The Government of Ireland Act of 1920 established a devolved parliament in Stormont (Belfast), under the ultimate authority of the British Parliament, for six of the nine counties of the province of Ulster, severing what would become Northern Ireland (under continuing British sovereignty) from the emerging sovereign Irish Free State in the South. In contrast to Lebanon, the borders of Northern Ireland were dictated by demography: it was ‘the largest area [of the Irish isle] which could be comfortably held with a majority in favour of the union with Britain’.129 Here, societal cleavages crystallised in parallel to the solidification of the border in the 1920s and early 1930s, and religious denomination emerged as the primary marker of identity. To their respective counterparts, Catholic came to mean (Irish) Nationalist and disloyal to the Stormont parliament, while Protestant came to mean (British) Unionist and loyal to Stormont. As Akenson puts it, the hostile reciprocal perceptions of Catholics as ‘traitors’ and Protestants as ‘oppressors’, became ‘self-fulfilling predictions’.130
At the time of partition, schools in Northern Ireland (like schools in Ottoman Lebanon) were largely under the control of local churches.

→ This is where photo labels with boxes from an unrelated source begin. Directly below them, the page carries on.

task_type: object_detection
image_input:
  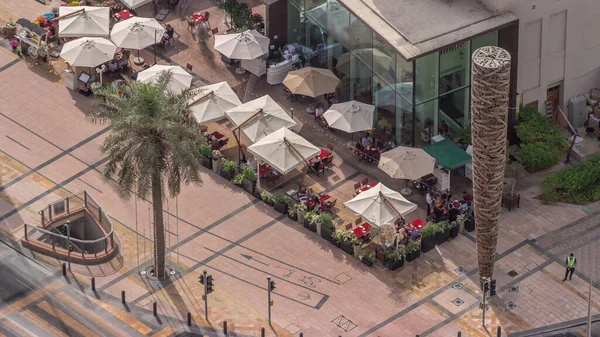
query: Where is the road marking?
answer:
[38,301,100,337]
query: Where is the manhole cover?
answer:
[452,298,465,307]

The Irish Education Act of 1831 had established non-denominational, free elementary education in Ireland under the premise that ‘admitting children of all persuasions should not interfere with the particular tenets of any [religious denomination]’.131 Yet, clerical campaigns succeeded in bringing most schools under the control of the Protestant or Catholic clergies, and schools evolved into denominational establishments ‘that served their own faith communities’.132 Thus, by the late 1800s, Ireland had a dual and unequal education system separated along denominational lines. Separate schools protected and reproduced the Protestant distinctive identity within a majority Catholic Irish isle, and provided Catholic children with ‘a Catholic education, on Catholic principles, with Catholic masters and the use of Catholic books’.133
This section considers education policies at the establishment of Northern Ireland (1920-1946), under Unionist political hegemony (1947-1967) and during the Troubles (1968-1998), before briefly introducing the Belfast Agreement and subsequent educational reforms. Reflecting on the complexity of Northern Ireland’s education system, Bell asserted that ‘if you were starting from a blank sheet of paper this is not what you would start from, everybody is in agreement with that’.134 This historical analysis of the political function of education in Northern Ireland shows that the complex structure of the education system is due to the fact that different education sectors became further markers of identity. Before and during the conflict, the Protestant/Unionist community and the Catholic/Nationalist community employed ‘their’ schools to reinforce religious and national cleavages and convey allegiance or opposition to the British state.